A proposito della politica estera. L’Italia è stata chiamata a far parte della Conferenza di pace, la cosiddetta «Ginevra2», sulla Siria.


«Non nascondo un senso di soddisfazione carico di un altrettanto senso di responsabilità. “Ginevra2” sarà un esercizio difficilissimo, quasi spericolato. Ci arriviamo perché in questi mesi abbiamo dato prova di una lettura intelligente a autonoma degli eventi, del panorama delle forze in campo. Ci arriviamo forti del tentativo riuscito di non far imboccare scorciatoie militari, e sull’onda di una gestione positiva del complesso dossier sulla distruzione degli armamenti chimici di Bashar al-Assad. È stato altrettanto importante farci carico dei rifugiati, in Siria Libano, Giordania e Kurdistan iracheno. Insomma, è un invito che ci siamo guadagnati con la politica».


Una politica che guarda a Teheran, dove ieri è iniziata la visita della ministra degli Esteri, Emma Bonino.
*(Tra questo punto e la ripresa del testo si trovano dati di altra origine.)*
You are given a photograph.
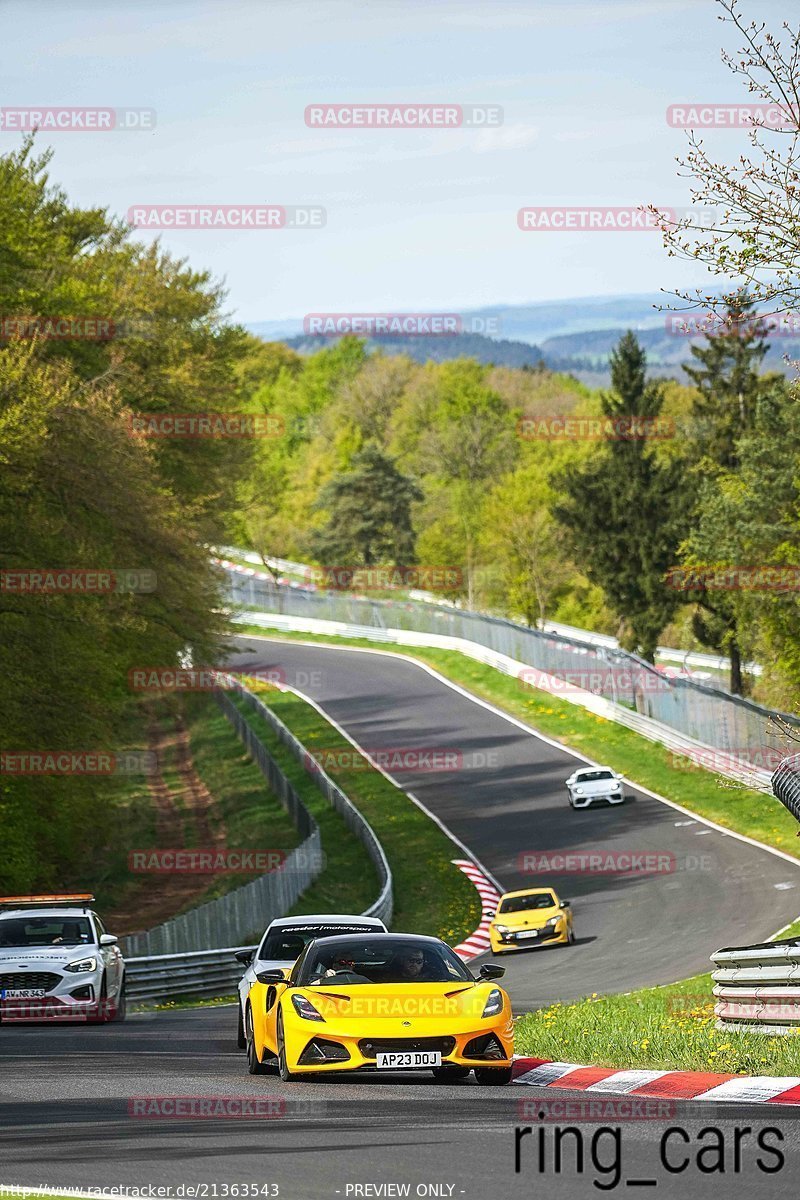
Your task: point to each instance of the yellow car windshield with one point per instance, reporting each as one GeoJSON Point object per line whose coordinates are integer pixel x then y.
{"type": "Point", "coordinates": [380, 959]}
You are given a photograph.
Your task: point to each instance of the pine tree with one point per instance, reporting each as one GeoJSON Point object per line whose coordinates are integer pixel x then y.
{"type": "Point", "coordinates": [625, 507]}
{"type": "Point", "coordinates": [370, 514]}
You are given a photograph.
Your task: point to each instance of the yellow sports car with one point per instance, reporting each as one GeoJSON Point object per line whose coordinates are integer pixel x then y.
{"type": "Point", "coordinates": [528, 918]}
{"type": "Point", "coordinates": [380, 1002]}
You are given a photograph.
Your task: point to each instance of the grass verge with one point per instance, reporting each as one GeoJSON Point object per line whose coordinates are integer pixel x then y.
{"type": "Point", "coordinates": [431, 894]}
{"type": "Point", "coordinates": [348, 881]}
{"type": "Point", "coordinates": [648, 763]}
{"type": "Point", "coordinates": [660, 1029]}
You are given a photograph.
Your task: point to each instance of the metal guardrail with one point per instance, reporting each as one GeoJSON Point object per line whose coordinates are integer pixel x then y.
{"type": "Point", "coordinates": [157, 971]}
{"type": "Point", "coordinates": [705, 714]}
{"type": "Point", "coordinates": [786, 785]}
{"type": "Point", "coordinates": [169, 976]}
{"type": "Point", "coordinates": [355, 822]}
{"type": "Point", "coordinates": [757, 988]}
{"type": "Point", "coordinates": [727, 763]}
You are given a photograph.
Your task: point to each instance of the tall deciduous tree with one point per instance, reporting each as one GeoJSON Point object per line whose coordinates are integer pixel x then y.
{"type": "Point", "coordinates": [370, 514]}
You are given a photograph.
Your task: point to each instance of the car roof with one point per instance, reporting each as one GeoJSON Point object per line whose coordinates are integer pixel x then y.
{"type": "Point", "coordinates": [527, 892]}
{"type": "Point", "coordinates": [46, 912]}
{"type": "Point", "coordinates": [320, 918]}
{"type": "Point", "coordinates": [378, 939]}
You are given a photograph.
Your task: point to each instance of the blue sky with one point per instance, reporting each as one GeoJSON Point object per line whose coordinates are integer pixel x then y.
{"type": "Point", "coordinates": [416, 220]}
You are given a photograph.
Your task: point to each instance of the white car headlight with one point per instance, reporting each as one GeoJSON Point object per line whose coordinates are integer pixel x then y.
{"type": "Point", "coordinates": [493, 1005]}
{"type": "Point", "coordinates": [82, 965]}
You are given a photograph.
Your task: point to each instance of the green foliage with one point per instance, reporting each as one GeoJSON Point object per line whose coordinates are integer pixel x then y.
{"type": "Point", "coordinates": [625, 509]}
{"type": "Point", "coordinates": [78, 492]}
{"type": "Point", "coordinates": [370, 514]}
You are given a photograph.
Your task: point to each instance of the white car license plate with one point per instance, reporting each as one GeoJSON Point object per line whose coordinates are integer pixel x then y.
{"type": "Point", "coordinates": [408, 1059]}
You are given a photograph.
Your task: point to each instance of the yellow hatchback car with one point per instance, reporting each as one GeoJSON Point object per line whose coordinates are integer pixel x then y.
{"type": "Point", "coordinates": [380, 1002]}
{"type": "Point", "coordinates": [531, 917]}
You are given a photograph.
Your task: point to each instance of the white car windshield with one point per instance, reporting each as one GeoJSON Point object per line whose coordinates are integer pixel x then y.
{"type": "Point", "coordinates": [25, 931]}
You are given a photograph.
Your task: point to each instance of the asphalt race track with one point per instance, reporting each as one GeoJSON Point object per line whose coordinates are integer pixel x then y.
{"type": "Point", "coordinates": [68, 1117]}
{"type": "Point", "coordinates": [95, 1105]}
{"type": "Point", "coordinates": [632, 930]}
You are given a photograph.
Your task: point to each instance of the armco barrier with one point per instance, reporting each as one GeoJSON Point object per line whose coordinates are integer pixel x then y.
{"type": "Point", "coordinates": [757, 988]}
{"type": "Point", "coordinates": [247, 910]}
{"type": "Point", "coordinates": [703, 714]}
{"type": "Point", "coordinates": [786, 785]}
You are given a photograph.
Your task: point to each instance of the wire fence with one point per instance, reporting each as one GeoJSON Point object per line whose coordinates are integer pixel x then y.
{"type": "Point", "coordinates": [758, 736]}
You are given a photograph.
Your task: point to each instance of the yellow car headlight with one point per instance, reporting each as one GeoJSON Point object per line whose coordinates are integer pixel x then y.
{"type": "Point", "coordinates": [493, 1003]}
{"type": "Point", "coordinates": [305, 1008]}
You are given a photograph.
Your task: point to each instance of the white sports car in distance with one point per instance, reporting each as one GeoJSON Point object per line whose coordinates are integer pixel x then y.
{"type": "Point", "coordinates": [594, 785]}
{"type": "Point", "coordinates": [58, 961]}
{"type": "Point", "coordinates": [284, 941]}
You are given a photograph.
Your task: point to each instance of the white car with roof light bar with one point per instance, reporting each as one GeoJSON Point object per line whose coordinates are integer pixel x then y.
{"type": "Point", "coordinates": [58, 961]}
{"type": "Point", "coordinates": [594, 785]}
{"type": "Point", "coordinates": [284, 941]}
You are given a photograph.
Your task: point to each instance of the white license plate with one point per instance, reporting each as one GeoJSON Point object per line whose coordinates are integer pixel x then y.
{"type": "Point", "coordinates": [408, 1059]}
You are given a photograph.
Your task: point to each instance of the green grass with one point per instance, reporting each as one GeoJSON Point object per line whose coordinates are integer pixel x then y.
{"type": "Point", "coordinates": [648, 763]}
{"type": "Point", "coordinates": [348, 882]}
{"type": "Point", "coordinates": [656, 1029]}
{"type": "Point", "coordinates": [431, 894]}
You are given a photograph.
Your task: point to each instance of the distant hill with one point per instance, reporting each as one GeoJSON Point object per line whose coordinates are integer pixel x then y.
{"type": "Point", "coordinates": [571, 336]}
{"type": "Point", "coordinates": [439, 349]}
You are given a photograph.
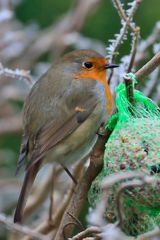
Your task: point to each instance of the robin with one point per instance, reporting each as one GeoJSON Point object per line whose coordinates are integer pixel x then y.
{"type": "Point", "coordinates": [62, 115]}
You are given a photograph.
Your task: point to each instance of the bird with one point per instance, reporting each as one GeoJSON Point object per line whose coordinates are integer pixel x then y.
{"type": "Point", "coordinates": [62, 114]}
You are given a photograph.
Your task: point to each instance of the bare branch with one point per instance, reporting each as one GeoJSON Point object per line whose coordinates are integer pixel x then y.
{"type": "Point", "coordinates": [148, 67]}
{"type": "Point", "coordinates": [20, 229]}
{"type": "Point", "coordinates": [17, 73]}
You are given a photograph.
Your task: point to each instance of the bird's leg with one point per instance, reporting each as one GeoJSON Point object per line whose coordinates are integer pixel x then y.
{"type": "Point", "coordinates": [50, 214]}
{"type": "Point", "coordinates": [69, 174]}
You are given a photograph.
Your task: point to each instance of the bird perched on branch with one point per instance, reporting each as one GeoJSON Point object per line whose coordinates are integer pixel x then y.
{"type": "Point", "coordinates": [62, 115]}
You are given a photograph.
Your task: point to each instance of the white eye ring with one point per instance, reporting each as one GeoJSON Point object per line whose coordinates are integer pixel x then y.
{"type": "Point", "coordinates": [87, 65]}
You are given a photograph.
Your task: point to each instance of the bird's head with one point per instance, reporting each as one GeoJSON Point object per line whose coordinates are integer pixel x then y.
{"type": "Point", "coordinates": [89, 64]}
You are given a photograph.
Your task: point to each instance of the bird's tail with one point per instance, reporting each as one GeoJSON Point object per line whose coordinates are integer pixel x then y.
{"type": "Point", "coordinates": [26, 187]}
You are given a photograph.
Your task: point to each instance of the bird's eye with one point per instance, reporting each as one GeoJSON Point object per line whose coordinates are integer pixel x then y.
{"type": "Point", "coordinates": [87, 65]}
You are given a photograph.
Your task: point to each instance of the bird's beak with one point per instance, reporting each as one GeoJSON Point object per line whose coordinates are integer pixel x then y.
{"type": "Point", "coordinates": [111, 65]}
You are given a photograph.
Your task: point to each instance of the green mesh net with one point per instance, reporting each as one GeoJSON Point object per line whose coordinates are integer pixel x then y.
{"type": "Point", "coordinates": [133, 145]}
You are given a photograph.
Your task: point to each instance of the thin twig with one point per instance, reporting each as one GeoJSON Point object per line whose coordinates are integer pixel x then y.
{"type": "Point", "coordinates": [129, 89]}
{"type": "Point", "coordinates": [17, 73]}
{"type": "Point", "coordinates": [122, 13]}
{"type": "Point", "coordinates": [148, 67]}
{"type": "Point", "coordinates": [91, 231]}
{"type": "Point", "coordinates": [135, 41]}
{"type": "Point", "coordinates": [20, 228]}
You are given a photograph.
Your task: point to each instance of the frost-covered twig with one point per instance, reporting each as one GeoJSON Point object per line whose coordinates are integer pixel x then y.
{"type": "Point", "coordinates": [17, 73]}
{"type": "Point", "coordinates": [87, 232]}
{"type": "Point", "coordinates": [145, 44]}
{"type": "Point", "coordinates": [135, 41]}
{"type": "Point", "coordinates": [20, 229]}
{"type": "Point", "coordinates": [113, 48]}
{"type": "Point", "coordinates": [115, 44]}
{"type": "Point", "coordinates": [148, 67]}
{"type": "Point", "coordinates": [122, 14]}
{"type": "Point", "coordinates": [151, 85]}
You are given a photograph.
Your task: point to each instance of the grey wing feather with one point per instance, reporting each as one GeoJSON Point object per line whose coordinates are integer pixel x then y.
{"type": "Point", "coordinates": [48, 137]}
{"type": "Point", "coordinates": [23, 153]}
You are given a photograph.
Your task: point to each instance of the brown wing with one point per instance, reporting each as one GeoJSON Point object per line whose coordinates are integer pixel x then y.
{"type": "Point", "coordinates": [47, 137]}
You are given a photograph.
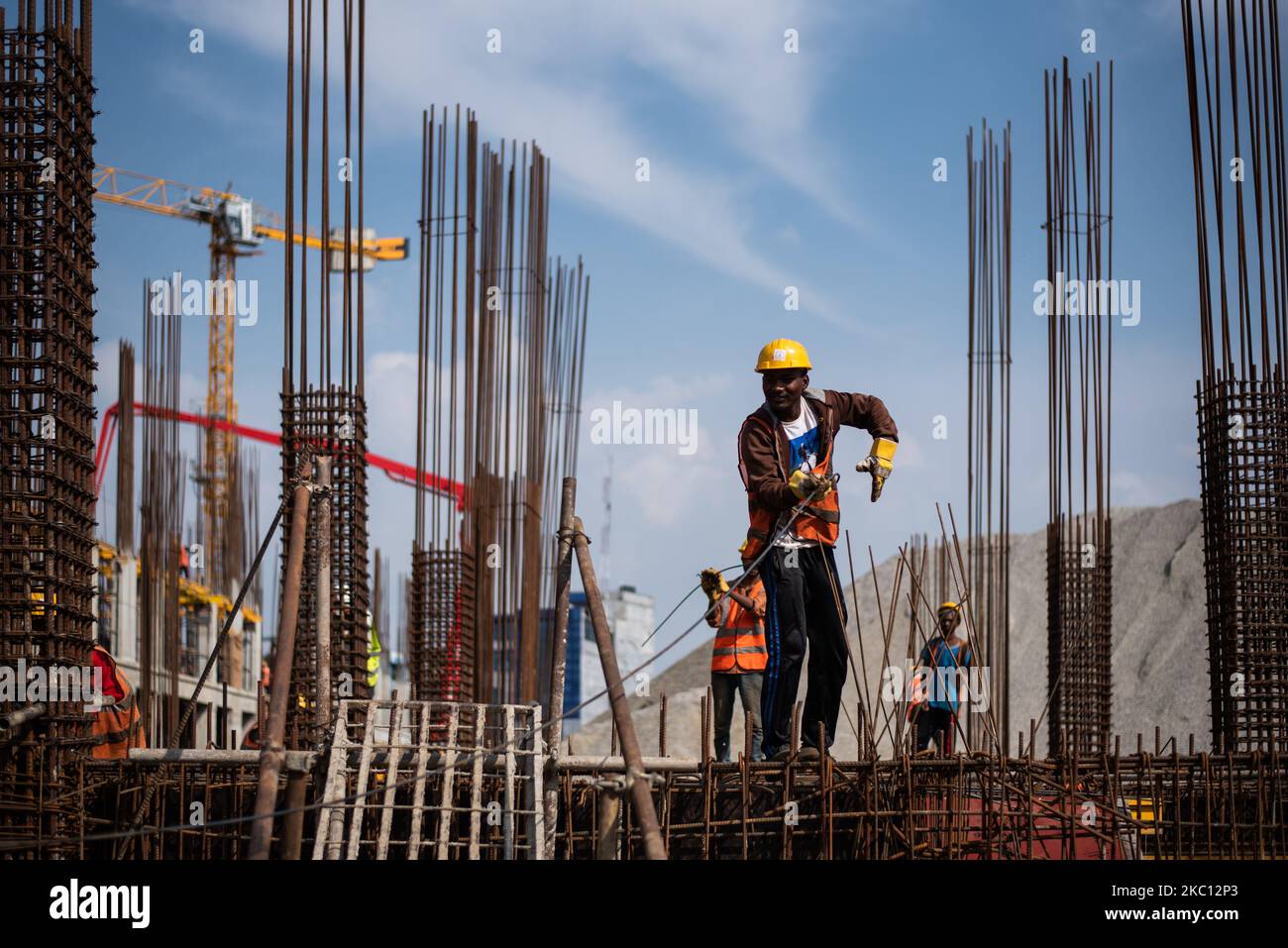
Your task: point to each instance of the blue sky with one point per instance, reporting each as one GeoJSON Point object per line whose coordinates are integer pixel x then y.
{"type": "Point", "coordinates": [768, 170]}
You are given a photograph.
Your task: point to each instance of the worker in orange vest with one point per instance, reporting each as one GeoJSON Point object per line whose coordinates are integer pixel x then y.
{"type": "Point", "coordinates": [117, 725]}
{"type": "Point", "coordinates": [738, 655]}
{"type": "Point", "coordinates": [786, 462]}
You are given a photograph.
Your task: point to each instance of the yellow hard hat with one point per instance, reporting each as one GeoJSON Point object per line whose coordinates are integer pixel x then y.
{"type": "Point", "coordinates": [782, 353]}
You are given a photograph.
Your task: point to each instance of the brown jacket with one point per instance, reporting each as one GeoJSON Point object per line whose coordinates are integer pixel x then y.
{"type": "Point", "coordinates": [763, 459]}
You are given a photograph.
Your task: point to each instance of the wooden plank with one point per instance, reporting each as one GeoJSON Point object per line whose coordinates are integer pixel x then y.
{"type": "Point", "coordinates": [536, 796]}
{"type": "Point", "coordinates": [386, 809]}
{"type": "Point", "coordinates": [445, 798]}
{"type": "Point", "coordinates": [477, 785]}
{"type": "Point", "coordinates": [369, 736]}
{"type": "Point", "coordinates": [507, 815]}
{"type": "Point", "coordinates": [333, 788]}
{"type": "Point", "coordinates": [417, 792]}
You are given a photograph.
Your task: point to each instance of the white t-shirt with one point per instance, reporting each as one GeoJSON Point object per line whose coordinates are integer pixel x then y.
{"type": "Point", "coordinates": [803, 436]}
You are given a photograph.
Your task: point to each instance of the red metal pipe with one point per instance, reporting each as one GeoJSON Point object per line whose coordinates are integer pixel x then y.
{"type": "Point", "coordinates": [395, 471]}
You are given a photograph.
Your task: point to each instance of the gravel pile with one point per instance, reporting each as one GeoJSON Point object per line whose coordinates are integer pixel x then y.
{"type": "Point", "coordinates": [1159, 655]}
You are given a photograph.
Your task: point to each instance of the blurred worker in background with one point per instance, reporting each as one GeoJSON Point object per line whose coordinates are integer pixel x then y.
{"type": "Point", "coordinates": [738, 655]}
{"type": "Point", "coordinates": [785, 456]}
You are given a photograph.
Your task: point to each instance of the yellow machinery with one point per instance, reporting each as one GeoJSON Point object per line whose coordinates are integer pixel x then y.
{"type": "Point", "coordinates": [237, 226]}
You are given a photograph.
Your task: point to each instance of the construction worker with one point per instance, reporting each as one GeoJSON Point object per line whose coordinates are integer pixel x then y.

«La nostra è una politica che guarda con la giusta attenzione in tutte le direzioni in cui sta accadendo qualcosa. E l’Iran del presidente Rohani è indubbiamente una di queste direttrici. D’altro canto, noi siamo colpiti dall’attivismo inedito americano che cerca di risolvere con gli strumenti della diplomazia le tre questioni regionali più calde: Siria, Iran e il processo di pace israelo-palestinese. È una sfida ardita: se riuscisse, sarebbe il più importante ridisegno pacifico del Medio Oriente. Altro che la democrazia in punta di baionetta dei teocon! È però indispensabile che tutti gli attori della Regione provino a cercare un risultato utile per loro in tutti e tre i dossier, rinunciando a un vecchio schema, il gioco a somma zero, in cui uno vince solo se il suo avversario perde. Quello schema ha fragilizzato per trent’anni il Medio Oriente. Nel XXImo secolo abbiamo tutti bisogno di questo nuovo approccio, per dare alla Regione stabilità. Con la cooperazione, con le missioni di peacekeeping, con un po’ di diplomazia brillante, magari con più Europa, ce la possiamo fare».